Available on: Planet Mu LP

Swirling, hazy, woozy: that standard roll call of adjectives associated with the blurrier corners of the modern musical spectrum still seems almost impossible to avoid. That was especially the case in 2010, with the emergence of that clumsily-termed lo-fi phenomenon chillwave, and a time when one could scarcely read a review of anything without them surfacing somewhere along the way. Among your Neon Indians, Washed Outs and Memory Tapes came a British equivalent; set apart from the more “indie”-centered tendencies of their American forebears, artists like Chris ‘Tropics’ Ward seemed less concerned with the formation of a gimmicky aesthetic, instead offering a more clear-cut take on sun-bleached nostalgia songs.

Soft Vision, Ward’s 2010 debut EP for Planet Mu, wasn’t wholly stunning but represented a firmer than usual highlight in the canon’s particularly wispy output. Sonically it seems little has changed in Ward’s approach, as his full album, Parodia Flare, shares the same vaporous strains as employed in his initial material.

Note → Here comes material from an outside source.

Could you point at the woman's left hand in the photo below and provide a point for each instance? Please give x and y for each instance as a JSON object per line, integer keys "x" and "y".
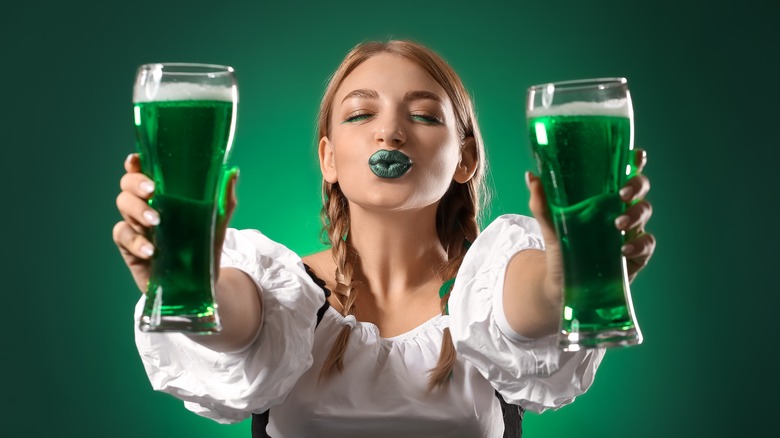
{"x": 639, "y": 245}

Ward has doubtless progressed in his arrangements, and Parodia Flare sounds like the efforts of an entire band compared to the bedroom producer tropes that speckled his initial offerings. Offering more fleshed-out drums, stray guitars and melodies more advanced than the usual reverb-soaked synthesizer lines, the album should be celebrated for its nuances, complexities and attention to detail; the subtle clack chimes during ‘On The Move’ and the interweaving of guitar and keys through ‘Playgrounds’ carry the hallmarks of a producer successfully fleshing out the ideas in his head. The problem here however, is that Parodia Flare carries so many ideas, and so many slight variations of woozy techniques, that it becomes near impossible to find any structure beneath them.

Parodia Flare is as lost in daydreams as its stoned, student psych-artwork implies. Admittedly it manages to avoid the nagging sense of artistic posturing that plagues similar American artists, but still only manages to drift, often shapeless in a sea of breathy vocals and airy pads; the driving rhythms that made moments like Soft Vision‘s title track memorable seem lacking, surfacing only momentarily on ‘Telessar’ before the album slips back into the ether. With little demonstration of this previously-established firmness of touch, Parodia Flare often fails to engage, moments of interest intermittently emerging from the fog before disappearing back into an album that too often opts for vague evocation over genuine direction.